In a move that seems to reflect an ever-greedier gaming industry insistent on selling us things no one asked for, Ubisoft has finally stealth-launched its first-ever PvP blockchain RPG title, Champions Tactics: Grimoria Chronicles — complete with playable-characters-as-NFTs, purchasable through in-game currency or cryptocurrency, as spotted by IGN.
What’s notable here is the pricing scheme: the most expensive character at launch is Inquisitor Swift Zealot, which will cost a whopping $63,372.19 USD, converted from crypto. Other Champions (a total of 2732) are also available, with just one other costing tens of thousands ($25.1K for Glowing Beast) and the rest costing $5,000 or less. You can confirm these prices and more on the game’s official Marketplace page.
Are you willing to spend (literal) thousands of dollars to flex in a video game? Ubisoft seems intent on finding out — though, to its credit, it’s not like any of these multi-thousand-dollar NFTs have production costs even remotely close to what the end users are being expected to pay. The Free-To-Play prospect seems particularly bleak, considering the gameplay stat boosts that premium players and their premium characters will be enjoying, in this competitive PvP-only game.

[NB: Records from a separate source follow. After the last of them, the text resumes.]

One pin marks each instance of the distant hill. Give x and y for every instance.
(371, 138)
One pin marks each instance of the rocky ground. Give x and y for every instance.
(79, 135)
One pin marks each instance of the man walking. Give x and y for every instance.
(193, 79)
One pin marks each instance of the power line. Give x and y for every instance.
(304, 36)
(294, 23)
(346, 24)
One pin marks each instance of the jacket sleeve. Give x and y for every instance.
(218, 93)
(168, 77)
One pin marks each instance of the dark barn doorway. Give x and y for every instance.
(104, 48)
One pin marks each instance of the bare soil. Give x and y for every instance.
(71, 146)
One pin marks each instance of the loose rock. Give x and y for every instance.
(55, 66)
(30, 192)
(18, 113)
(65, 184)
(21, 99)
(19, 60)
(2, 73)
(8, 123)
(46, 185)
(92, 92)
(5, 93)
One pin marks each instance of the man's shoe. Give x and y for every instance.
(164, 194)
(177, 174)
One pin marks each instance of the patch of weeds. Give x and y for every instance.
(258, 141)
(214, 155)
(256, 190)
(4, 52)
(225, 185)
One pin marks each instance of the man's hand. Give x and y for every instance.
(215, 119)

That said, people do spend thousands of dollars on in-game items in other Free-To-Play games, such as Counter-Strike 2 — though, unlike “Champions Tactics“, Counter-Strike 2 does not involve pay-to-win mechanics and wisely restricts these financial aspects to cosmetics. If “virtual items that cost real money” sound like NFTs to you, you aren’t incorrect — it’s just that AAA and AA games have been doing this without the blockchain for over a decade.
A similar scheme with NFTs may have been more palatable to the larger gaming audience, but NFTs with overinflated pricing epitomizing the concept of “pay to win” is unlikely to bring over players from games such as Marvel Snap or Hearthstone, which offer similar F2P PvP RPG gameplay without having the audacity price playable characters at $63K.
Maybe Ubisoft realizes this — it was a quiet launch, after all — and is simply hoping that a few true NFT believers will participate anyway. It most likely started development before the 95% loss of NFT market value last year, but still declared this game as part of its NFT initiative back in July.
Aside from this game, a number of other blockchain/web3 games built around NFTs do exist, and they do have a decent amount of variety in genre. A live tally of the top 50 earners is even kept at PlayToEarn.com. The general business model is similar, however, and unless you’re a true NFT devotee there’s not much reason to engage with these titles compared to traditional F2P games.
While those F2P games have business models that often resemble gambling (including Counter-Strike 2, where you buy keys to open crates that give items of highly variable monetary value — usually none, but sometimes thousands), they do at least have a more sizeable audience and often more room for profit.